How to use this glossary, step by step
- Find the code on your notice — the top or bottom corner has a letter-number code like CP14 or LT11. Match it to the notice terms above.
- Pull your account transcript from your IRS online account so you can see the real balance and the dates.
- Find your CSED — knowing how much of the 10-year clock is left often changes the best strategy.
- Match a program to your numbers — a payment plan, hardship status, penalty relief, or an Offer, depending on what you can actually afford.
- Get a second opinion before paying for help — anyone guaranteeing a settlement before seeing your finances is selling you something.
Tax resolution glossary FAQs
What is the difference between a lien and a levy?
A lien is a legal claim against your property that protects the government's interest in your debt — it doesn't take anything, but it can affect your ability to sell or borrow. A levy is the actual seizure of money or property, like a bank account or wages. A lien is the warning shot; a levy is the taking.
What does CSED mean?
CSED stands for Collection Statute Expiration Date. The IRS generally has 10 years from the date a tax is assessed to collect it. After the CSED passes, the IRS can no longer legally collect that debt. Certain actions, like filing an Offer in Compromise or bankruptcy, can pause and extend that 10-year clock.

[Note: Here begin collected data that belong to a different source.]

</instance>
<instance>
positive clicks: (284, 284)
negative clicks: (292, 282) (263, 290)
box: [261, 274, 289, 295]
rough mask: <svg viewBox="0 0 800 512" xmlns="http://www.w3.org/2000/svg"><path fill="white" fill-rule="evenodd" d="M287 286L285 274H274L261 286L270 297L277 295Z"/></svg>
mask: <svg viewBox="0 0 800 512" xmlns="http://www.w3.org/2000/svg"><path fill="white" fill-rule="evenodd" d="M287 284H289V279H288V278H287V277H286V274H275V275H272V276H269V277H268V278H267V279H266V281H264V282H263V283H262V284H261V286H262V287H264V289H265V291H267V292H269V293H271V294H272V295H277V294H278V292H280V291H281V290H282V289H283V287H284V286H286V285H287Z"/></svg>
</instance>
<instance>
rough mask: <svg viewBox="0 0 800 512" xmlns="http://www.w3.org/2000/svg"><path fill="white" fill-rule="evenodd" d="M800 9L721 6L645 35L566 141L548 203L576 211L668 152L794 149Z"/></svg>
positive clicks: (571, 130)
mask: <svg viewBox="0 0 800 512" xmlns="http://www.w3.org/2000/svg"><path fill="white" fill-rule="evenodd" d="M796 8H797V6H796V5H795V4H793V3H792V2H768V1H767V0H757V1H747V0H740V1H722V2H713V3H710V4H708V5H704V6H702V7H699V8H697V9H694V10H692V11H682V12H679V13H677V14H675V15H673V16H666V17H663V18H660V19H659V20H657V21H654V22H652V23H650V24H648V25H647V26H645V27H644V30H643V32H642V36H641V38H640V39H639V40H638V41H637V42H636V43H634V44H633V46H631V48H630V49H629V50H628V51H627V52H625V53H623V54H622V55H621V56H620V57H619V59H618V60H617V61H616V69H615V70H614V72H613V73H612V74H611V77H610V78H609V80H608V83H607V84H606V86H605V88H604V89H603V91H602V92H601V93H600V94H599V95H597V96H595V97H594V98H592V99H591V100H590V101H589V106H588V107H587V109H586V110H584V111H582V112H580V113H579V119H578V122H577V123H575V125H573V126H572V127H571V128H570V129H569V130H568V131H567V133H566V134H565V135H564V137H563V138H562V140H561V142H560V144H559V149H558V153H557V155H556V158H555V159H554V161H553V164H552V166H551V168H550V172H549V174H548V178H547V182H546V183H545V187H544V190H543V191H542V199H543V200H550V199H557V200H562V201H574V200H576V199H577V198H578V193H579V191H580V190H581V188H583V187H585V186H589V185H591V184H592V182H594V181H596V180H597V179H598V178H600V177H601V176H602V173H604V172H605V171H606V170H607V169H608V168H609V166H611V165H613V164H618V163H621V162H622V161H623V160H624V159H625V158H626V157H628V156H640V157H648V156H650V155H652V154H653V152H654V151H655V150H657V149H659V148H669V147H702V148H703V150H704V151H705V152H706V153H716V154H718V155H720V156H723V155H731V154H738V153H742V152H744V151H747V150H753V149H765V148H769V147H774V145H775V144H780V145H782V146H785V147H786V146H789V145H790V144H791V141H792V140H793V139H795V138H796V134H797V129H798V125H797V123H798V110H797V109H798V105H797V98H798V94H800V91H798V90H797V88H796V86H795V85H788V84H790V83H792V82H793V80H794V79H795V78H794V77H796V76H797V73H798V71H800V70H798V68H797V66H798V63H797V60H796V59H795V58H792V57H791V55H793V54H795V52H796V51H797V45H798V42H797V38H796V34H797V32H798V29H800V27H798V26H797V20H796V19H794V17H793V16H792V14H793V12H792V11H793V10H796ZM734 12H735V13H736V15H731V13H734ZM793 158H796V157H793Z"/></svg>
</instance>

What is an Offer in Compromise?
An Offer in Compromise (OIC) is an IRS program that lets some taxpayers settle a tax debt for less than the full amount owed. It is real, but it is not for everyone — the IRS calculates what it believes it could collect from your income and assets, and you only qualify when paying in full would create genuine hardship. Anyone promising to settle your debt for pennies on the dollar before reviewing your finances is selling you something.
What does Currently Not Collectible mean?
Currently Not Collectible (CNC) is a status the IRS grants when paying anything toward your tax debt would leave you unable to cover basic living expenses. While you're in CNC, the IRS pauses garnishments and levies. The debt doesn't go away and interest keeps adding up, but active collection stops until your finances improve.
What is the difference between failure-to-file and failure-to-pay penalties?
The failure-to-file penalty applies when you don't file your return on time and is much steeper — 5% of the unpaid tax per month, up to 25%. The failure-to-pay penalty applies when you file but don't pay and is 0.5% per month, also capped at 25%. This is why you should always file on time even if you can't pay.
This guide is general information, not tax or legal advice for your specific situation. Eligibility for IRS programs depends on individual facts and circumstances; no outcome is guaranteed.